TRENTON, N.J. — Despite the nation’s highest jobless rate in 26 years, American workers are seeing encouraging trends, according to a report released on Labor Day by Rutgers University.
In its second national labor scorecard, the Rutgers School of Management and Labor Relations said that for workers still collecting a paycheck, the average inflation-adjusted wages have actually increased and wage gaps for women and minorities have declined.
Still, the jobless rate continues to rise.
The Labor Department last week said the unemployment rate jumped to 9.7 percent in August, the highest since 1983, reflecting a poor job market that will make it hard for the economy to begin a sustained recovery.
According to the study, nearly 17 percent of Americans are unemployed, discouraged from seeking work or underemployed — up from 10 percent last year.
The Rutgers labor scorecard, which doesn’t assign grades but charts whether indicators are improving or worsening, is based primarily on data from the federal Bureau of Labor Statistics. The scorecard offers a mix of good and bad news:
More than 1.2 million workers were in extended mass layoffs, more than double the 2008 figure.
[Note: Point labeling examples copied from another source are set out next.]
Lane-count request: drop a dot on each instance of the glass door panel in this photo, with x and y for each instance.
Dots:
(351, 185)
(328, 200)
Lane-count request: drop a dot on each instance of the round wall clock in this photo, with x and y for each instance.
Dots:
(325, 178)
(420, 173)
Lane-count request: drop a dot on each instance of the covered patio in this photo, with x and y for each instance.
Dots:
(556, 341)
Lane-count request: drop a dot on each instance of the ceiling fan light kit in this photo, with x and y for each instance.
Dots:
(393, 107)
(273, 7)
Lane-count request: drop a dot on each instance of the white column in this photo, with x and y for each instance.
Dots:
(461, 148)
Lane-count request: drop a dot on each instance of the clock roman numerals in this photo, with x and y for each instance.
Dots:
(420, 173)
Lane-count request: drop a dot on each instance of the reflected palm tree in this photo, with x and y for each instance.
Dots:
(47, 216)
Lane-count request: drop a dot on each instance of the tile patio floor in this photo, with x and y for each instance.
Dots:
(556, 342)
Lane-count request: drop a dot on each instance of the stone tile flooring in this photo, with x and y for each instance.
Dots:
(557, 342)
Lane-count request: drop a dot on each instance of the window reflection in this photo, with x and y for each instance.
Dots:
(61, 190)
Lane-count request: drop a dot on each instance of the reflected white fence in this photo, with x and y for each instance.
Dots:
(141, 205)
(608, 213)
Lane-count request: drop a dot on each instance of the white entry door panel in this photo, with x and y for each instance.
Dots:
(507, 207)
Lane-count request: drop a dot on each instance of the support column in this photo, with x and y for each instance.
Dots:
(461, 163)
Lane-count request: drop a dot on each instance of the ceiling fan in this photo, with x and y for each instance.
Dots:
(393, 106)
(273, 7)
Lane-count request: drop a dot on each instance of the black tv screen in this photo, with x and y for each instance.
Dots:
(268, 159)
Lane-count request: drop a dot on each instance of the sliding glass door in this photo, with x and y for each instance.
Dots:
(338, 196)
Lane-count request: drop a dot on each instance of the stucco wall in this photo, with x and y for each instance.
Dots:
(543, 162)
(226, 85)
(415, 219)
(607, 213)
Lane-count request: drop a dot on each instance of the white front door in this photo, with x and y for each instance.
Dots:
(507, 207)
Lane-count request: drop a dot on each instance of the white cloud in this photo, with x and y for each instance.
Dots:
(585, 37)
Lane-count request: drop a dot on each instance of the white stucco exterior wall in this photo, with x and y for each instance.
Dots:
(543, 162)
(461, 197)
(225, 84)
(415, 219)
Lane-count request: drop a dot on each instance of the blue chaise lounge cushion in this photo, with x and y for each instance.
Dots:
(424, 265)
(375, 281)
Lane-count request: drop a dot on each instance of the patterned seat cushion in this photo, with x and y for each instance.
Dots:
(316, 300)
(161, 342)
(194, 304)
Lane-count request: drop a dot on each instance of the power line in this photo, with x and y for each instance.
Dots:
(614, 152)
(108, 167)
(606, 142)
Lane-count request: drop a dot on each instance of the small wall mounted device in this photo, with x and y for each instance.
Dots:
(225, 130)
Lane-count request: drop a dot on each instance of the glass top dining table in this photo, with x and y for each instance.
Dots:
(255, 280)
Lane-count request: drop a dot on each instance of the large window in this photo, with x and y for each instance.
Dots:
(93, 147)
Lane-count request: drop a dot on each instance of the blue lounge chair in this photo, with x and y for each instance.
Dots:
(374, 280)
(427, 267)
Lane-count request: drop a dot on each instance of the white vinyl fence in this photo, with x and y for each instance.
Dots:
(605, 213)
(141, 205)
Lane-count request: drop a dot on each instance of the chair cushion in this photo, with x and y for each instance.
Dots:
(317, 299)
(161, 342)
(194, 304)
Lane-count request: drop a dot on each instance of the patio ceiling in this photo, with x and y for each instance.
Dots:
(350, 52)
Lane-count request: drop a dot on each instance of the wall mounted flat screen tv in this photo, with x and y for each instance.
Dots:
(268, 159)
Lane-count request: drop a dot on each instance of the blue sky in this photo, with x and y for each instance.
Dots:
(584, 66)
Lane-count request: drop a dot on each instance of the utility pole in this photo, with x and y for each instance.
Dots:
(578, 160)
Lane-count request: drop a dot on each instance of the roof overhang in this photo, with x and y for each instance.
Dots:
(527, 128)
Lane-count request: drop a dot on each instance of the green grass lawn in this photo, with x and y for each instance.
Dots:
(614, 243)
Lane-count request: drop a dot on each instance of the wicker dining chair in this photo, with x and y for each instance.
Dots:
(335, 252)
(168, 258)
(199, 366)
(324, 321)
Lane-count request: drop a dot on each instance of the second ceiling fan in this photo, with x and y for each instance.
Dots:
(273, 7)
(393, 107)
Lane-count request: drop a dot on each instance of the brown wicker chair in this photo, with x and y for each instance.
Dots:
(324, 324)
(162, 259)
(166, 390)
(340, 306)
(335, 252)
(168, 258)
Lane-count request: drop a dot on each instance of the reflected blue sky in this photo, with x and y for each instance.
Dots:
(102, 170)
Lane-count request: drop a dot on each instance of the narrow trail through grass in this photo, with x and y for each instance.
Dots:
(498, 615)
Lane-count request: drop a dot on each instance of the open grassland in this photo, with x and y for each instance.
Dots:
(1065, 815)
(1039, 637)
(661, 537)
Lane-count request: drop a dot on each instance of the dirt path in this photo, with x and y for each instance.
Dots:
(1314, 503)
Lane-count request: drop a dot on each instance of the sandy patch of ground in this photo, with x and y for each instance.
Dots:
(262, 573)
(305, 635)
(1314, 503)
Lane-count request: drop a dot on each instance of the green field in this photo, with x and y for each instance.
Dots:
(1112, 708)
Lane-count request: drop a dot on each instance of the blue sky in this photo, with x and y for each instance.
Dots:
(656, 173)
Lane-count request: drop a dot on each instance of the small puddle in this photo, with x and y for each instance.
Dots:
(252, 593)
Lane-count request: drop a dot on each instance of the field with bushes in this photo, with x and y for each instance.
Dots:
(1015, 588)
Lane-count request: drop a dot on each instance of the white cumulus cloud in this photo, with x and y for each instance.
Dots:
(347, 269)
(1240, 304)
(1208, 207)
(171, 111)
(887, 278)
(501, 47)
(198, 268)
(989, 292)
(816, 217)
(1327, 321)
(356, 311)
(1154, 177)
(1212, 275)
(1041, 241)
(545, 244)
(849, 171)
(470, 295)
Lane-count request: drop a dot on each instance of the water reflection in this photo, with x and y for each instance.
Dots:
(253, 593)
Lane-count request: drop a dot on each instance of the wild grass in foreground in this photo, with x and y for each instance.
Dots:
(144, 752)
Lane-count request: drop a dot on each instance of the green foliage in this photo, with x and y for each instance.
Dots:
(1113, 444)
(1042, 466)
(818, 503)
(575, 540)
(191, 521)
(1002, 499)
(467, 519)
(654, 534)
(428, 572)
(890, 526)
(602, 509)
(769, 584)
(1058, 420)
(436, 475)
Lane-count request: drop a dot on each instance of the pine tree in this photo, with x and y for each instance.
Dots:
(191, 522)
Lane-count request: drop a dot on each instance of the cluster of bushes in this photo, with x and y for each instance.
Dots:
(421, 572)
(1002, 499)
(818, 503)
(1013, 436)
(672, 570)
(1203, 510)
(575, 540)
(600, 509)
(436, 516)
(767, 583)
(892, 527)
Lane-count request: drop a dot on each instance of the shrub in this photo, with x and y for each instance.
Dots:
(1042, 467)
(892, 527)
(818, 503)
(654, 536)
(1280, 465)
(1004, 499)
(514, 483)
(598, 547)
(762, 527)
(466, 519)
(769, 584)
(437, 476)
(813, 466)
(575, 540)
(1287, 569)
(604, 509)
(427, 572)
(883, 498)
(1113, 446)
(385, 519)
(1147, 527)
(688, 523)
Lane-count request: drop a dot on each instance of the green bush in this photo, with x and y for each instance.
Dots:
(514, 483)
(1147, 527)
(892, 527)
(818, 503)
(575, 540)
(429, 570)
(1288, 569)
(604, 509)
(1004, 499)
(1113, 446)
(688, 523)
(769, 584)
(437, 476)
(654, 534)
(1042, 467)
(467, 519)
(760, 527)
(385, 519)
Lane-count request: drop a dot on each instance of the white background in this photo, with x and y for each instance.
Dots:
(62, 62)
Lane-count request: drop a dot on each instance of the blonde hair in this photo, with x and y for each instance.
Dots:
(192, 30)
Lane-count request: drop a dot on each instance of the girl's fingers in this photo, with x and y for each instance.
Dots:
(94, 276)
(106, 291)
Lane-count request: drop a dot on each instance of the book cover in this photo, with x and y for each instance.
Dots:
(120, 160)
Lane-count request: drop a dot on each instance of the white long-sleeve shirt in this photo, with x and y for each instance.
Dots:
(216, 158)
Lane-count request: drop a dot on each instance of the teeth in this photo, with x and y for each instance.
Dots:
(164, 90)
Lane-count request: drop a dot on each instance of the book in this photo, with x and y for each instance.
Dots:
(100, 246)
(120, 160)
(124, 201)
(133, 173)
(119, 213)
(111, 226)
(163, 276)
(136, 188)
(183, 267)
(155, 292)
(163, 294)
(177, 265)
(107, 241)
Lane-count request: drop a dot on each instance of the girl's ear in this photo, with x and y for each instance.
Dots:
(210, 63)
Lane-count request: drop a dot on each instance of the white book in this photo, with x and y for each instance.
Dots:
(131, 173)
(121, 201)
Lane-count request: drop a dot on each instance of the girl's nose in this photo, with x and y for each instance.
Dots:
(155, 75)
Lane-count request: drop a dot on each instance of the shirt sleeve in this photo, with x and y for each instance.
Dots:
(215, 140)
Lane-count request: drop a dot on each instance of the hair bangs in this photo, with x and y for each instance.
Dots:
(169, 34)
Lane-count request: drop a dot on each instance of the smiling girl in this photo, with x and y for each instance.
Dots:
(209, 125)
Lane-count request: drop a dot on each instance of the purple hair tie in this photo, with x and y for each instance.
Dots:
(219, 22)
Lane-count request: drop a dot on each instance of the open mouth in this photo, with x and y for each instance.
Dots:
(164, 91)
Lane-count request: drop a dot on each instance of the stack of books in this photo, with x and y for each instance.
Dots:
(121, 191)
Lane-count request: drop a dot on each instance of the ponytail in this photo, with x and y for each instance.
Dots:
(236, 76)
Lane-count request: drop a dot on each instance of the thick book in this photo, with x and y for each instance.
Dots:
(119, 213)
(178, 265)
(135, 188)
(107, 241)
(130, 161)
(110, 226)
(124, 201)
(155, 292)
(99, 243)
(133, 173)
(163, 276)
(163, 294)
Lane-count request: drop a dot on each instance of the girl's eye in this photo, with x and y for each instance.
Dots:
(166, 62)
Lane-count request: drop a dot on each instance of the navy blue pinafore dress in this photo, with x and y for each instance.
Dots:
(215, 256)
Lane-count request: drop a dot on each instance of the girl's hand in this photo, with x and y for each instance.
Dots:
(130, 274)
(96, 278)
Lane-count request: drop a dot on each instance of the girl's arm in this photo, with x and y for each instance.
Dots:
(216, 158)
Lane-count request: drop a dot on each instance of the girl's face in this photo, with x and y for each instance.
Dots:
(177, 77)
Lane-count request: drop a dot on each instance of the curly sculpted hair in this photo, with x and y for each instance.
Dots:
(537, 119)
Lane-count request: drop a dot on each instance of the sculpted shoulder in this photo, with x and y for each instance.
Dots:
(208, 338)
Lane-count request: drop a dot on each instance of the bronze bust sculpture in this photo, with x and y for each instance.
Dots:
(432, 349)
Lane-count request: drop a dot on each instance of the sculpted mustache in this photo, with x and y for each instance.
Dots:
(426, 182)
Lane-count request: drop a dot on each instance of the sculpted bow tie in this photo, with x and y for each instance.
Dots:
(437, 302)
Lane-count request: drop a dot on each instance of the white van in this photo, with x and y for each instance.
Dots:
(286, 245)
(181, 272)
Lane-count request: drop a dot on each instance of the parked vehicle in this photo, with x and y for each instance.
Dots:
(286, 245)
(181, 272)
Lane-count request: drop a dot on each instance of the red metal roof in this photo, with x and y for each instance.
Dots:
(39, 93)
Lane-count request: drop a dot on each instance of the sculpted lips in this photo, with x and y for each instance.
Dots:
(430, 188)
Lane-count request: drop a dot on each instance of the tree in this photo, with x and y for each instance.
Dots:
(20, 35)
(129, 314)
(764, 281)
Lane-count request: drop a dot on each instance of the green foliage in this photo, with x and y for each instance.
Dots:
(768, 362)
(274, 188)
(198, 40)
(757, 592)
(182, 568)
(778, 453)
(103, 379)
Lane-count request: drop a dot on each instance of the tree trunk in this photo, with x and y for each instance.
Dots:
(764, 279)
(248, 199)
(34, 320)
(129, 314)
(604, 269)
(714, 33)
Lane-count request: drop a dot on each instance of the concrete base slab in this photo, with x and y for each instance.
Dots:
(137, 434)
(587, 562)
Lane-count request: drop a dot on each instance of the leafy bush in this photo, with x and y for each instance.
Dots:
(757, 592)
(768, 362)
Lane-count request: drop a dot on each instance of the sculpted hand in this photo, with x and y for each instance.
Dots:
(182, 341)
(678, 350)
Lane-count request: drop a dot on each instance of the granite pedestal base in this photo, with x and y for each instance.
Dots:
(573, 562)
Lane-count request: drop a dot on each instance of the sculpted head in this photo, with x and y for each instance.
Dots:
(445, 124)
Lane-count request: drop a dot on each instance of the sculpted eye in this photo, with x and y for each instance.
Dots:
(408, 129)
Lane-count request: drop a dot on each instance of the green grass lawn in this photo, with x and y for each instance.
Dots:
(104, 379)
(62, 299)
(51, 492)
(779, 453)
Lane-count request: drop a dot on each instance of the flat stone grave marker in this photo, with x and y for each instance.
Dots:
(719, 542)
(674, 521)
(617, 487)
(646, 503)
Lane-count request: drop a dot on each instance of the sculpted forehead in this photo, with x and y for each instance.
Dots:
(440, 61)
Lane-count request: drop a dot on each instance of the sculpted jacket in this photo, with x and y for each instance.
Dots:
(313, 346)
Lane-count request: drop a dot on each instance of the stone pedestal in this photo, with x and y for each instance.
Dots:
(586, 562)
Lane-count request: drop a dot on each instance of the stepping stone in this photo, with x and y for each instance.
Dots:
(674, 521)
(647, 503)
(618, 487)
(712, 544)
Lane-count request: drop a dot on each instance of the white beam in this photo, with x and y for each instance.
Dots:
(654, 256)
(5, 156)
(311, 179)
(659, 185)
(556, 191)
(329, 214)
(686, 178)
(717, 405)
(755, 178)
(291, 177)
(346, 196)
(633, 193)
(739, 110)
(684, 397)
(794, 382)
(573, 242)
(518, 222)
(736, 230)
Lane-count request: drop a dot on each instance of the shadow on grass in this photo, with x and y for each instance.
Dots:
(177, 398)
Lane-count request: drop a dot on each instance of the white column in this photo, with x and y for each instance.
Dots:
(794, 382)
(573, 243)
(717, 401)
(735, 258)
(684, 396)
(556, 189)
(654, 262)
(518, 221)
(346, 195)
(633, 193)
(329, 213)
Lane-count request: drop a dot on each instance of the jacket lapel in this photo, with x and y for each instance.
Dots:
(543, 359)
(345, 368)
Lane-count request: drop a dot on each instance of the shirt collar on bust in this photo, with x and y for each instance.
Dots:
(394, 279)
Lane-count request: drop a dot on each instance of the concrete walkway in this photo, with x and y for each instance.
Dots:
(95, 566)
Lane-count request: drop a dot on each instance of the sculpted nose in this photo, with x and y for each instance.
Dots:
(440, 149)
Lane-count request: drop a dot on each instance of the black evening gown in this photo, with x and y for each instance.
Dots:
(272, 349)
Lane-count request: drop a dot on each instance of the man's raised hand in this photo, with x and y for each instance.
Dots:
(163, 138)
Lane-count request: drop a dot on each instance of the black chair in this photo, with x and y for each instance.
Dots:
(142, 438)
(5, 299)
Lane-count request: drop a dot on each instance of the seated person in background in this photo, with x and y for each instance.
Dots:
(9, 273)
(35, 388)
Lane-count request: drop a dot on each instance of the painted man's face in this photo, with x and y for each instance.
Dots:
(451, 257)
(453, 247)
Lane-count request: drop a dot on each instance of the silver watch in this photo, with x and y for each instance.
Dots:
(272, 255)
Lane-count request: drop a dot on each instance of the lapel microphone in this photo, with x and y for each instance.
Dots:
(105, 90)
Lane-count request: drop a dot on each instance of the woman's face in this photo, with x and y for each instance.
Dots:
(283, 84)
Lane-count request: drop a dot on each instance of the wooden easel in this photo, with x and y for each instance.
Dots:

Minorities and people with disabilities were harder hit. The unemployment rate is 8.6 percent for whites; 14.5 percent for blacks; 12.3 percent for Hispanics and 15.1 percent for people with disabilities.
More than 6 percent want to work full time, but work part time because they can’t find full-time work.
Median inflation-adjusted earnings for all wage and salary workers increased 3 percent.